Too many of the senior members of the industry are not open to change and are set in their ways, perhaps to the detriment not only of those entering the industry but to the industry as a whole.

It isn't all what people make it out to be... It's very hard to get into the construction sector at the moment and while I think that the market will eventually pick up, god knows when.

Annoyed that no one will take a chance, and disappointed with them.

I am afraid that it will take years to recover from the current recession. That is why I have recently decided to permanently leave the UK and continue my further studies both in Scandinavia and Hong Kong.

Very twitchy.. not a safe bet for long term employment.

It is sad to se this happening, it is not what I planned when I stated studying.

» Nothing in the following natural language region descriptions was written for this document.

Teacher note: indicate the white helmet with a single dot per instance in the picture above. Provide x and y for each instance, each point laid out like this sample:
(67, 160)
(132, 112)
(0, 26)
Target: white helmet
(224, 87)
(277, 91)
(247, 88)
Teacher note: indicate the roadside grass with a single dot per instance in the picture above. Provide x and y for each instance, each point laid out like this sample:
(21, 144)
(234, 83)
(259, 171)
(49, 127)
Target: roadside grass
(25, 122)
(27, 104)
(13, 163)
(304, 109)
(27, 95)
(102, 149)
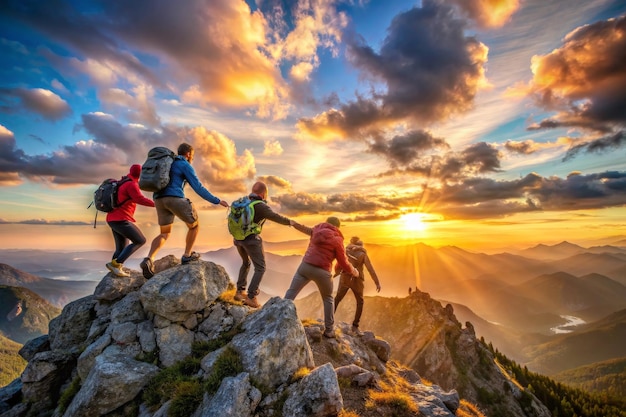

Very discriminating. This is a time when being a minority - i.e. female, ethnic origin etc - is even more of an obstacle.

Not bitterness or resentment - the current slump is largely due to factors out of our control. However am reluctant to limit my future employablity to the construction industry. Important to work on skills that are transferable to other lines of work (graphical presentation/desktop processing, CAD and 3D visualisation).

Its hard at the moment, I am yet to see the benefits of all my studying as I've worked as a PQS for 5 years whilst training as well as undertaking a CEM home study course... It's hard to take when your wage is reduced and your morale is knocked but we all have to live and stay motivated.